For breakfast, we proceeded to the dining car and had to sit at a table until a server arrived to take our order. Unlike on French TGV trains, where consumers pick up their own meals at the counter, we waited for our food to be delivered—just like in a restaurant.
By 11:00 AM, a dining car staff member entered our compartment and asked if we wanted lunch at 12:00 PM, 12:30 PM, or 1:30 PM. (Since our trip did not include evening service, this was the last meal of the day.) The well-organized itinerary ensured that everyone had a table and did not have to wait in line.

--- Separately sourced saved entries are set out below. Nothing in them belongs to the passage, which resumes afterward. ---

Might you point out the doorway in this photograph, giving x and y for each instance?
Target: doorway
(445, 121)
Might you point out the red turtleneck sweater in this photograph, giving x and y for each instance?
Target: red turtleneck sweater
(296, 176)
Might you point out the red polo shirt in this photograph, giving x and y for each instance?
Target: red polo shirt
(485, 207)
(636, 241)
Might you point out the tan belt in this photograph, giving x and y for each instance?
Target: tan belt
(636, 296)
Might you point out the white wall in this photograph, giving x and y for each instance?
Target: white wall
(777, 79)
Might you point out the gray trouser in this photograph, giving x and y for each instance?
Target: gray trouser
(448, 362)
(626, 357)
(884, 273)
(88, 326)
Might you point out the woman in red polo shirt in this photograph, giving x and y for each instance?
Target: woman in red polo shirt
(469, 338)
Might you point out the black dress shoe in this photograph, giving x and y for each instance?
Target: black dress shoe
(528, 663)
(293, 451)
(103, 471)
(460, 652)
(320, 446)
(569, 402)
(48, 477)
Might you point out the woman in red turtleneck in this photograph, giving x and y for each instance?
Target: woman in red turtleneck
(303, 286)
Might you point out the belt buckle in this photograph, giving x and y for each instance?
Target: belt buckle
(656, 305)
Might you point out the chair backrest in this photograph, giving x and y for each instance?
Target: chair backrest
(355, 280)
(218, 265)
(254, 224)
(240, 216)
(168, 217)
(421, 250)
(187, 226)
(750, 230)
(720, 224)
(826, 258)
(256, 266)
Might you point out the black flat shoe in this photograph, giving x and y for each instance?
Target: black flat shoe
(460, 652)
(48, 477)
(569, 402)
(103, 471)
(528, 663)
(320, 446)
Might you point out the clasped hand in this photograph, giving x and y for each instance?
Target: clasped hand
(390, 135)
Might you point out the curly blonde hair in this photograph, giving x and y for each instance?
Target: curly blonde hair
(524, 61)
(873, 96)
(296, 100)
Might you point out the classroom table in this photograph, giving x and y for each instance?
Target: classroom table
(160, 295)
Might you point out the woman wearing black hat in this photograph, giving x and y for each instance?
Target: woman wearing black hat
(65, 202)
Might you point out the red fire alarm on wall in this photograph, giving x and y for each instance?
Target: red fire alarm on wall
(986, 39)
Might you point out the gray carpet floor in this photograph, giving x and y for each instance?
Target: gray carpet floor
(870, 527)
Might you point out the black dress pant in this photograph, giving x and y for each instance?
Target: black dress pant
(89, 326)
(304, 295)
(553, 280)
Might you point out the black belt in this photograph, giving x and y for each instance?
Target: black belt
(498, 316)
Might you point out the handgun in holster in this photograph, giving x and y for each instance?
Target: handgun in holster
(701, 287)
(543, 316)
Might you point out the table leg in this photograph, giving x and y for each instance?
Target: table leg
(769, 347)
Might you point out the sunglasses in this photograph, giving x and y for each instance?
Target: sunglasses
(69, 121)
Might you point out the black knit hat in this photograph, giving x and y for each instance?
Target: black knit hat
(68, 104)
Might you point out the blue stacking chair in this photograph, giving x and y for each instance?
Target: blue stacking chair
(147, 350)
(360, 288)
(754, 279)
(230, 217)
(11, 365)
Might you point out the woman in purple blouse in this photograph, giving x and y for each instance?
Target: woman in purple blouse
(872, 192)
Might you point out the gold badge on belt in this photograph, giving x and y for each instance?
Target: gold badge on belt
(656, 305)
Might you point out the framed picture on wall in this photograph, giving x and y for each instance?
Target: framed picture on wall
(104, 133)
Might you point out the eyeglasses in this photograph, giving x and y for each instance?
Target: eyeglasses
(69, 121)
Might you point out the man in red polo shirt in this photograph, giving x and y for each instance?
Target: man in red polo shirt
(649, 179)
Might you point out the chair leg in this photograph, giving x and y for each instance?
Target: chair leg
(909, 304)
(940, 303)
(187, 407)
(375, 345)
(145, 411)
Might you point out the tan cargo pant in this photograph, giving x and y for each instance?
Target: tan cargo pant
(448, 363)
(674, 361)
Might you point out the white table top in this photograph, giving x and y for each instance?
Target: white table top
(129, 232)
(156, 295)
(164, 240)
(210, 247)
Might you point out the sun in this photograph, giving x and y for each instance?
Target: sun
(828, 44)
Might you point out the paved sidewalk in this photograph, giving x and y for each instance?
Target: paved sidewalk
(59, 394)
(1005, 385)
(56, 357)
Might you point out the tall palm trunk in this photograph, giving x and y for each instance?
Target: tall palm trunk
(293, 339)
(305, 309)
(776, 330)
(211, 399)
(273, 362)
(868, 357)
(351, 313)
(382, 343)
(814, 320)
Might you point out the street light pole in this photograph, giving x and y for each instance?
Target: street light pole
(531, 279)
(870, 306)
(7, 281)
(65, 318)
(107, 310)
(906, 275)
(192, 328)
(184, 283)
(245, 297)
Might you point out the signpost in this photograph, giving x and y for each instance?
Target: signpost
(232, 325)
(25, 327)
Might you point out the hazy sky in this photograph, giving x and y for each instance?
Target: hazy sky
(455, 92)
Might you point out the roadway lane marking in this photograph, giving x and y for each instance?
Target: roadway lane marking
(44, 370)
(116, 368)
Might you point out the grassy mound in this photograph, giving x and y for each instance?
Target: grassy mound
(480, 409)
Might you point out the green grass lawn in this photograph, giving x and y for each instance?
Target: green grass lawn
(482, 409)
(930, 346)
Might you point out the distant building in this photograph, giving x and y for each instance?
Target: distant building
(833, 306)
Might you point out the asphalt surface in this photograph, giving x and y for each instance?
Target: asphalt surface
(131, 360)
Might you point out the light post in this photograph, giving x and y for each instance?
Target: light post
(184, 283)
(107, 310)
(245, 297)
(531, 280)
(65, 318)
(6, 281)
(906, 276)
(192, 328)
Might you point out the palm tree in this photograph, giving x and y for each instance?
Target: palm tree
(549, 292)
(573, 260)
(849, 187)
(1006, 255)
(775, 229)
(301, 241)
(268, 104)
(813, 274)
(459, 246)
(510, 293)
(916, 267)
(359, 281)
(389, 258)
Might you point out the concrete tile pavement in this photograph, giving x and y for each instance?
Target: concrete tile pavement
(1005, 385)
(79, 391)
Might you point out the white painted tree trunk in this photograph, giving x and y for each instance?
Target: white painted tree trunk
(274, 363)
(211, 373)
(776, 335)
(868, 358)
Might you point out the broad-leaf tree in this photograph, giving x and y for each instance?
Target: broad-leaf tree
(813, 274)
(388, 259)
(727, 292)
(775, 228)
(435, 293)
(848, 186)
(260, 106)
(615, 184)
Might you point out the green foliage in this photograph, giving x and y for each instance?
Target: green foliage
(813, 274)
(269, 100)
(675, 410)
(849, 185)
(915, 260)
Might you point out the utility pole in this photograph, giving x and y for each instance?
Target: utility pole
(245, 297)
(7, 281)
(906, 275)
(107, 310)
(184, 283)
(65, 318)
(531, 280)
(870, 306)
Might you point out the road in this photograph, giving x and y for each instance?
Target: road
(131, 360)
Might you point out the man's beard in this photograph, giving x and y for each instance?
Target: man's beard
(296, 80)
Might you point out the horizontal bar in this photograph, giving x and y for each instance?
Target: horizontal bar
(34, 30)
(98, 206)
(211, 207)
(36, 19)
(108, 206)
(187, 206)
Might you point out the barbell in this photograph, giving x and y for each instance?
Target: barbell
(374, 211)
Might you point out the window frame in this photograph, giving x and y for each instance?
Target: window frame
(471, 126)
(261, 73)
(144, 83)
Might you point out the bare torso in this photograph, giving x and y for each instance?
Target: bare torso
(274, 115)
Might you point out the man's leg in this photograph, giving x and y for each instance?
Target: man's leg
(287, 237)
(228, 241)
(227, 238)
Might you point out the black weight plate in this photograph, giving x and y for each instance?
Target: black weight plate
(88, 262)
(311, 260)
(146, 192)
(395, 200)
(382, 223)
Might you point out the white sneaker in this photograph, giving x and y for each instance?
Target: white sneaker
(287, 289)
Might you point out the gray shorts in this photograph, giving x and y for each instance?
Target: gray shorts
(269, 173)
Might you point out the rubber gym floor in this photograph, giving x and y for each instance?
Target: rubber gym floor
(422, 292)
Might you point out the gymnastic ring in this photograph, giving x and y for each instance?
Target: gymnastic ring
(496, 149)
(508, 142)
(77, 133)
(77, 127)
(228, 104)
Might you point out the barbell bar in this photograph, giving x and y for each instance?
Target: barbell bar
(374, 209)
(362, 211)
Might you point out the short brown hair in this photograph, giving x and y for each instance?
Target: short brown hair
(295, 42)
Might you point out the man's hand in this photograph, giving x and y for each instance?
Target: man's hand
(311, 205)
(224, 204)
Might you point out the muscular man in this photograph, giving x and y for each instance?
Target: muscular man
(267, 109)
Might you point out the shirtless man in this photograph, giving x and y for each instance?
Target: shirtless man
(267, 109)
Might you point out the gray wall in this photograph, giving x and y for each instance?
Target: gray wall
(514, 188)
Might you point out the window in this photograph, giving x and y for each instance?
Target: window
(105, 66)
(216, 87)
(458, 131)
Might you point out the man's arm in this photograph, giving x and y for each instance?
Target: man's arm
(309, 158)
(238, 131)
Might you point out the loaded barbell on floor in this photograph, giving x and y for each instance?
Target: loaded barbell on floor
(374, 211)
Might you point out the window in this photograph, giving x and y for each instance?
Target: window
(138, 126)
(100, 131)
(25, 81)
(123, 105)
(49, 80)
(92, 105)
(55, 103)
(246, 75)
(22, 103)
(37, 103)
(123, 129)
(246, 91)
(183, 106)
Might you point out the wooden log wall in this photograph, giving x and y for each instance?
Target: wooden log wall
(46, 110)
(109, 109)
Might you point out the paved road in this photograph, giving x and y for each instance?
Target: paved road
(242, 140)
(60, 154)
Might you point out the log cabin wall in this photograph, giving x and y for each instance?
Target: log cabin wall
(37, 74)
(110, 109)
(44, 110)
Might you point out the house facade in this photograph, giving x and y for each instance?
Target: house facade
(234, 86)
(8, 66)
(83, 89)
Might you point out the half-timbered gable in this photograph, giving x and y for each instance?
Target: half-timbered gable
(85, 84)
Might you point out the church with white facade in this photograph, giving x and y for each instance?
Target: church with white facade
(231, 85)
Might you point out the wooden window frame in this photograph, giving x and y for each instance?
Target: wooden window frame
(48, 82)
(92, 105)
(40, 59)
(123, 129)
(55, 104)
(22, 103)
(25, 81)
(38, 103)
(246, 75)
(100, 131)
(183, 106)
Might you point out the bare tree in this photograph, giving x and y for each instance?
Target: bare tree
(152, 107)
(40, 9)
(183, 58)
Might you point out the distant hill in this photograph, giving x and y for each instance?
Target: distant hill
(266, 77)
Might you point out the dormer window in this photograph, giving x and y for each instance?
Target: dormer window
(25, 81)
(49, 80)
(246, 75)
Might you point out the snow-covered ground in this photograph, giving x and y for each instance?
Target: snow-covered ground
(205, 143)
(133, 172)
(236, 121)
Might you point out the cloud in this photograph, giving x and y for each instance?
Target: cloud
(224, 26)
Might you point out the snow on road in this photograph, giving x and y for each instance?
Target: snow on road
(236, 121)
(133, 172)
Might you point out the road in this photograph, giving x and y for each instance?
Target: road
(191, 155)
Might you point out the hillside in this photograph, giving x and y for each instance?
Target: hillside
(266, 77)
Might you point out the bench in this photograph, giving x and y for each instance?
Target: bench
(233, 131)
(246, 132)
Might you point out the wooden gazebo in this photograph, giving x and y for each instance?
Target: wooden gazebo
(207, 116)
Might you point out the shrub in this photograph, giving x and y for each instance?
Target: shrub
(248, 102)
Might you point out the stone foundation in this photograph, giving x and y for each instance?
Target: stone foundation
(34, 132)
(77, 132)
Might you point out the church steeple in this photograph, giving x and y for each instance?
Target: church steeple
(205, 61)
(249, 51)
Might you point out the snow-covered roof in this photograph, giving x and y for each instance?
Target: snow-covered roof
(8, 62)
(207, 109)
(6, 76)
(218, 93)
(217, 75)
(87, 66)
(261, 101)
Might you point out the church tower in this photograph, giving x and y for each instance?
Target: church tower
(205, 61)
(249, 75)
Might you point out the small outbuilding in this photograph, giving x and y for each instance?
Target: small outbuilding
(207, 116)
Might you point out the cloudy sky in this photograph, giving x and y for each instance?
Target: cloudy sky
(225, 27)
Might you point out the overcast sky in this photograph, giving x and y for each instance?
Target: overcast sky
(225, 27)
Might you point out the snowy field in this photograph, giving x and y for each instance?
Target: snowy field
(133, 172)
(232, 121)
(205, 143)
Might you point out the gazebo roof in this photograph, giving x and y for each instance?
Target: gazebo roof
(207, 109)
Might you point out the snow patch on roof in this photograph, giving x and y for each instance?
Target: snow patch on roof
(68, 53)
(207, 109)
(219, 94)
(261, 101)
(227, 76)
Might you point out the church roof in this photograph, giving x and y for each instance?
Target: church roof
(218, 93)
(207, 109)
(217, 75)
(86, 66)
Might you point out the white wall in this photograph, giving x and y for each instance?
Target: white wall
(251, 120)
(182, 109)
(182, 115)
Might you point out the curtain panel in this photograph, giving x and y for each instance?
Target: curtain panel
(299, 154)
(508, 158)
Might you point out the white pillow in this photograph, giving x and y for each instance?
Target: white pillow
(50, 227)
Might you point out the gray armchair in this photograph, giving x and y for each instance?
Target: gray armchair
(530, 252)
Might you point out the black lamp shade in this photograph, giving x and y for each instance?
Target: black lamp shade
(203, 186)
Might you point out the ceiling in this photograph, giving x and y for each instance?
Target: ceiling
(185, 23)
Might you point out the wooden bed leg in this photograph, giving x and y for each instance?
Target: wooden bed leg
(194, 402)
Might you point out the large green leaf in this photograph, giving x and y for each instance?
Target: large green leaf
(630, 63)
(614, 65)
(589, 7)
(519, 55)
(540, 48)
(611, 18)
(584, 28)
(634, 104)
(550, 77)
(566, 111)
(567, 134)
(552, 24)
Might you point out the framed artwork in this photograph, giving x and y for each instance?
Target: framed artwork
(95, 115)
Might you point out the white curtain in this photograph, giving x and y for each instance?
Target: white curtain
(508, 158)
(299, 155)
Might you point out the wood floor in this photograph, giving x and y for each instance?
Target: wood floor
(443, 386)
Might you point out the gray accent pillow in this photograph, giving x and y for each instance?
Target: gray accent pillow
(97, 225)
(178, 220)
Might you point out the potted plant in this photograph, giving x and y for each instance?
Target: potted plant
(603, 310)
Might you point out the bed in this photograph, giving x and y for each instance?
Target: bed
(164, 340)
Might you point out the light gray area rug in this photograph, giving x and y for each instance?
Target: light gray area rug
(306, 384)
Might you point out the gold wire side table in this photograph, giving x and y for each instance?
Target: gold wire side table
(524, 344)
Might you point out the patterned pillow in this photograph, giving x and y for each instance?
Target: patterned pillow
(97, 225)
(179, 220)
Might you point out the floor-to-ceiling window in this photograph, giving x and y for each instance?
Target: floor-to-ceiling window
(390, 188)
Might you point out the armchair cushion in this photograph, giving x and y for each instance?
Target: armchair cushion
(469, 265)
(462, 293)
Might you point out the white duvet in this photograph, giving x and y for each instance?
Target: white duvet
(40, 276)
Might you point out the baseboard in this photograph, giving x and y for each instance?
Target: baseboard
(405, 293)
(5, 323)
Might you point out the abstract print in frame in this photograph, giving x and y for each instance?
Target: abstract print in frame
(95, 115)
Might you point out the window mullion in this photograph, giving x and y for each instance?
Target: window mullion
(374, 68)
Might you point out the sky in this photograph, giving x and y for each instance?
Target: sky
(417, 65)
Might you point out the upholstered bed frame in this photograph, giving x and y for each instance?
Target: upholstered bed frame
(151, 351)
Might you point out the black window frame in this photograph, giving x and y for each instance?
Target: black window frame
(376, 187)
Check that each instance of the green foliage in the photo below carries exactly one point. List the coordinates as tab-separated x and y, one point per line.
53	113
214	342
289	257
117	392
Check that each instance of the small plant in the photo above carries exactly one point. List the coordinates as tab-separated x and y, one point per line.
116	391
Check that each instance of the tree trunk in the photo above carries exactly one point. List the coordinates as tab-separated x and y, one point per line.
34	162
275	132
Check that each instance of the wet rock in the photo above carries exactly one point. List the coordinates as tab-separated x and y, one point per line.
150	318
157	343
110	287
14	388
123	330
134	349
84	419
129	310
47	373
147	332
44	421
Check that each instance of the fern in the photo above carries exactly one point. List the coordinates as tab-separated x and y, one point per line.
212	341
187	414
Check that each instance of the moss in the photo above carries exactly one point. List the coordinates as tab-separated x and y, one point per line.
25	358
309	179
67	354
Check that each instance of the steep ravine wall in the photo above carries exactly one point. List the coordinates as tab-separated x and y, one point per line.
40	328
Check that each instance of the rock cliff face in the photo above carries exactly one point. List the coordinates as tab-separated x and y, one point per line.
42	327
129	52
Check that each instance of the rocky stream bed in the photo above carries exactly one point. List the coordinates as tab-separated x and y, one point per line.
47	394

Because we had premium tickets, we were also given access to the VIP lounge at Chicago’s Central Station before departure. The lounge provided free drinks, including Coke, Sprite, and bottled water, as well as snacks like peanuts, raisins, and chocolates. It also contained comfortable couches, eating tables, and a large-screen TV to provide a peaceful waiting area before boarding.
As first-time Amtrak travelers, we were a little nervous. In the VIP lounge, we inquired about the boarding procedure and schedule. She reassured us.
“Don’t worry! “We will not leave you behind!”
And she was right. 15 minutes before departure, she made an announcement over the loudspeaker. Five minutes before departure, she informed passengers that anyone who needed assistance or transport to the station should leave immediately because the transfer carts were waiting.
Because we had large suitcases, we opted to take a ride. The small electric cart, similar to a golf cart, took only two minutes to reach our assigned train car. Within three or four minutes after settling in, the train left—on time.
However, online reviews cautioned that Amtrak trains routinely experience delays, which proved right.
Although our train left on schedule, we encountered several delays along the way. Occasionally, we had to stop for ten minutes or more to allow freight trains to pass. What is the reason? Amtrak shares lines with freight companies, and those tracks are owned by freight rail operators; therefore, passenger trains are not given priority.
This is substantially different from the high-speed rail networks in Europe and Japan, where passenger trains go on separate dedicated lines.
Finally, our voyage was filled with both challenges and incredible discoveries. Despite the delays, witnessing landscapes change from the comfort of our private roomette, having warm meals on board, and seeing the vast American countryside made our train trip an unforgettable experience.